I was reading a recent issue of the Open Magazine, which contained an interview with Sandra Samuel, the lady who saved Moishe, the son of Israeli Rabbi and his wife during the attack on Chabad house.
She was the kid’s nanny and she was from Goa. Now she is moved to Israel, has been offered a honorary citizenship, and both she and Moishe are supposedly national icons.
During her interview, she does touch upon the fact, that no one in Mumbai recognizes her, versus, she continues to be hailed in Israel and she gets felicitated with gifts even today.
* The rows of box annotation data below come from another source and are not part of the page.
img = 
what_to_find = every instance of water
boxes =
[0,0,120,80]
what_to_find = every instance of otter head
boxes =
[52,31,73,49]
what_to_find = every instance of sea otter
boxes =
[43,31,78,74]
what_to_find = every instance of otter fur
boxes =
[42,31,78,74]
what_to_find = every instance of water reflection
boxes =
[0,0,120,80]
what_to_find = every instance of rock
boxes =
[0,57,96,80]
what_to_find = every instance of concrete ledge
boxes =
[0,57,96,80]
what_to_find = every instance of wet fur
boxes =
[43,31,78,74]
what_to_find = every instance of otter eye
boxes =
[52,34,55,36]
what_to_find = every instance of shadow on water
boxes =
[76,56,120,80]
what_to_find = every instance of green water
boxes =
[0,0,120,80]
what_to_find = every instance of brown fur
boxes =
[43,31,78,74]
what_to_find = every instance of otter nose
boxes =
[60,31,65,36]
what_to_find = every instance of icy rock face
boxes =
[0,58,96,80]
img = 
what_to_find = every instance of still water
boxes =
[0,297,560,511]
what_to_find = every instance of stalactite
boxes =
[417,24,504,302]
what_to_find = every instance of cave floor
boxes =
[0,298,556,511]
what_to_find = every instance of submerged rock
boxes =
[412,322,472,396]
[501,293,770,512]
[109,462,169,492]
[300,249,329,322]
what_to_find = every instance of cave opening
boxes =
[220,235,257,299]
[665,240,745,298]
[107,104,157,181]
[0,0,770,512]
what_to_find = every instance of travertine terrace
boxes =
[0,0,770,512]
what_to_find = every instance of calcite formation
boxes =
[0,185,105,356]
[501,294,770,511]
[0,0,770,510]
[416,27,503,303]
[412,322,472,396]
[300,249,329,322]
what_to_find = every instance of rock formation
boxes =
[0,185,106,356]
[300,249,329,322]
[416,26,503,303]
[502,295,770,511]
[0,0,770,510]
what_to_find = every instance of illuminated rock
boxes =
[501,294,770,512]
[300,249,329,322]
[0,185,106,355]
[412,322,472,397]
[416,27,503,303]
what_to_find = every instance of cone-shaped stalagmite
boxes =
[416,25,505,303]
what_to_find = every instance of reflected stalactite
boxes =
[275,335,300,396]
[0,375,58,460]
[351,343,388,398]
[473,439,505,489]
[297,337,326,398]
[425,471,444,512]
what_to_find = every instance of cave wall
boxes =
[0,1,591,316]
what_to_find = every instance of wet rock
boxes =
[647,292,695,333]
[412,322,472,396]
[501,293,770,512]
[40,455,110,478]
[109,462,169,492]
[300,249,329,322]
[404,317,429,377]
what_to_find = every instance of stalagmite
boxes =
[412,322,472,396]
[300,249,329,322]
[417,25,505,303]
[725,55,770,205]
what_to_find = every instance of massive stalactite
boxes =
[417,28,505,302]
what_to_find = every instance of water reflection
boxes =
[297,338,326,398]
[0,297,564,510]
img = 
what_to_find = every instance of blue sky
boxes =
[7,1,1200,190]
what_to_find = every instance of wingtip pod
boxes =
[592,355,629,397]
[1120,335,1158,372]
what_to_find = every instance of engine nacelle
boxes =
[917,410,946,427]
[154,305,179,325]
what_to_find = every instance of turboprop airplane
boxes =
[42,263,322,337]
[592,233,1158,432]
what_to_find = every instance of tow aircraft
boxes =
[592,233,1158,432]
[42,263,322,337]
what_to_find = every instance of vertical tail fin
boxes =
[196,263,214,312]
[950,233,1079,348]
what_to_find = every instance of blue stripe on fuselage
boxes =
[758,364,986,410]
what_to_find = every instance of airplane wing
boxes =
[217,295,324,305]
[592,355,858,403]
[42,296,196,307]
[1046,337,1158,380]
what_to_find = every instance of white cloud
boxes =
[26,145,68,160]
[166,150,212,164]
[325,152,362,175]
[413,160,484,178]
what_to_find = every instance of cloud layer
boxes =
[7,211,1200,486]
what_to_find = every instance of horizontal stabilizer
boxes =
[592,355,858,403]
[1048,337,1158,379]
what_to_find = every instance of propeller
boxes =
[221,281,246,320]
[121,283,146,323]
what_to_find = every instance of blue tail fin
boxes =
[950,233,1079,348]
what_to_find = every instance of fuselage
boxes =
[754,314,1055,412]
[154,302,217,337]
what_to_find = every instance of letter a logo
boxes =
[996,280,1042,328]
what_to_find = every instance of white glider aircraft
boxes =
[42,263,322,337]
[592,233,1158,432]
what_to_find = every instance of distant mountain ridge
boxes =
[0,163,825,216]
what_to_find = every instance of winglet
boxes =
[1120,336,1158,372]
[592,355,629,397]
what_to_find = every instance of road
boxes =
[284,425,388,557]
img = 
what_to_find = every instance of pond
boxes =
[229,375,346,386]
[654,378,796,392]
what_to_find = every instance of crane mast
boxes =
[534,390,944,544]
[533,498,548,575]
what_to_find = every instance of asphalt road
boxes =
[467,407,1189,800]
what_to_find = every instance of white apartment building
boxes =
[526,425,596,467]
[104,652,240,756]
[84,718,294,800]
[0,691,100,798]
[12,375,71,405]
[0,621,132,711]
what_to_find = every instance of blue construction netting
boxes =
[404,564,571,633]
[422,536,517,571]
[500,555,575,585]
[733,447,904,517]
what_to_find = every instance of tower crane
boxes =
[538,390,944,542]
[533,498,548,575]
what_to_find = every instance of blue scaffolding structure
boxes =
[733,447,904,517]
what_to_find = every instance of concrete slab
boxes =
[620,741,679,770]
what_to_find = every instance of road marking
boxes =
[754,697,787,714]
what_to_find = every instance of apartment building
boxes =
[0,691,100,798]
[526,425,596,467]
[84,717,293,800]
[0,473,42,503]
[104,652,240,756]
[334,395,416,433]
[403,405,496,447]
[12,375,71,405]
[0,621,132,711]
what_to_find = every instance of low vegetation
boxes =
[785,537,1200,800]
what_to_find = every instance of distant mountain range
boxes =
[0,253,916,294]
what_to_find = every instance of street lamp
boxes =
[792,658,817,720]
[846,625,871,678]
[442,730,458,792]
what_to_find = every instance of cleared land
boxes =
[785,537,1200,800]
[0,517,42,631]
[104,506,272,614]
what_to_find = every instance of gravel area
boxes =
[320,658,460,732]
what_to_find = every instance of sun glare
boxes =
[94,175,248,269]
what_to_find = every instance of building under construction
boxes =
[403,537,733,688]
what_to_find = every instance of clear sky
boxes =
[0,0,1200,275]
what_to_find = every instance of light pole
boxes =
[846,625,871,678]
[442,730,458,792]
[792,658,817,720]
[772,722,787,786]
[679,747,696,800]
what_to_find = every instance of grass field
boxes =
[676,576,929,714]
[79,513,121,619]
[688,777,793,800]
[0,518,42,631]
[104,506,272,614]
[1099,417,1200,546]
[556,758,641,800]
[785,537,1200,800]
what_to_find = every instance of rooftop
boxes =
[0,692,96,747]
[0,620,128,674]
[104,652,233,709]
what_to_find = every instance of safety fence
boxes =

Her lament is “Mumbai does not value memories. Back there, they continue to ponder over the past, and they place an emphasis on the stories from the passage of time”….or something to the effect.
I found that insightful.
Seriously, think about it, why would a crass commercial place like Mumbai (already brimming and full of itself) value and romanticize a narrative from the past (even if its its own past)…..versus Israel, which knows the (huge) price of history and hence values it. A nation built on top of a pyramid of conflict and fire, knows that there is no merit in covering its tracks…. instead it eulogizes itself, laying its stories bare….for the journey to be lived, relived…in the saint-like hope that the future will learn from the past.
If we agree with the above assessment, then we also know, why, in (my) bleeding Mumbai, the Poet is a dead breed, a Pariah, who is looked upon as someone who has to too much Time on hand….to procrastinate and ruminate on a (hurried) life…. which most folks (in Mumbai) would otherwise hope, just quickly whizzes past them, in the proverbial flash …...almost a la dying.
The Poet is dead. Long live the City where any memory (kept alive) is nothing but a Ghost.